Leg strengthening exercises are often staples of any workout routine, and for good reason: strong legs help a person walk and run more efficiently, work in conjunction with core muscles to support the spine and upper body, and generally help prevent injuries during normal daily activities. Countless leg strengthening exercises exist, and a person looking to do a leg workout will first need to determine his or her fitness goals before beginning. A trip to the gym will offer several exercise machines designed specifically for building strength in the legs. Exercises can often be broken down into categories according to which leg muscles are being strengthened.
Calf muscles, for example, will require different exercises in many instances than hamstrings, though some exercises will work both sets of muscles. Calf raises are fairly easy to do and do not necessarily need to be done at the gym. Raises are done by finding an elevated platform such as a step on a stairway and standing on that platform with the heels of the foot hanging off. The balls of the feet should be firmly planted on the platform; the heels should hang down, then should be raised, so the weight of the body is now on the balls of the feet. This is one of the most important leg strengthening exercises for the calf muscles.
Squats and lunges are indispensable leg strengthening exercises that work several muscles at once. Squats can be done with or without barbells or dumbbells, which can enhance the workout by adding additional weight. A person will stand with his or her legs about hip width apart. He or she will then lower the upper body toward the ground until the knees are bent at about a 90 degree angle. The back should be kept straight throughout; when the person reaches the lowest point in the squat, he or she will hold the position and then return to the starting position.

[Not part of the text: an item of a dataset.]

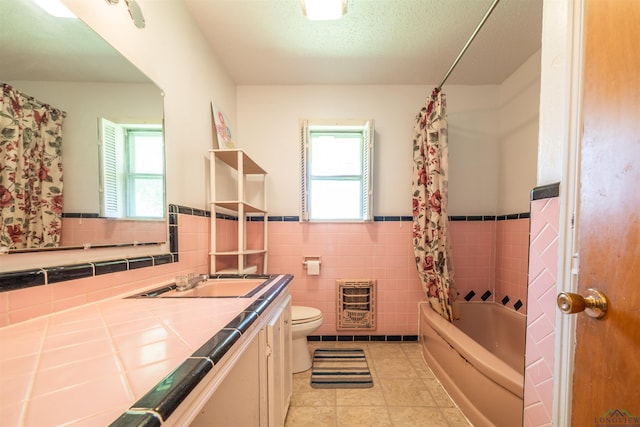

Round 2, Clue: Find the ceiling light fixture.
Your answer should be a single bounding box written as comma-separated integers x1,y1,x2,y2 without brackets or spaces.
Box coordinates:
302,0,347,21
33,0,77,18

Lunges are also important leg strengthening exercises that involve lowering the body toward the ground, but instead of lowering the body straight down, the person will lunge forward so only one leg supports the body's weight. The other leg will stay back at the starting position, and the spine should stay straight throughout the motion. Once the person reaches the lowest point in the lunge, he or she will hold the position, then return slowly to the starting position.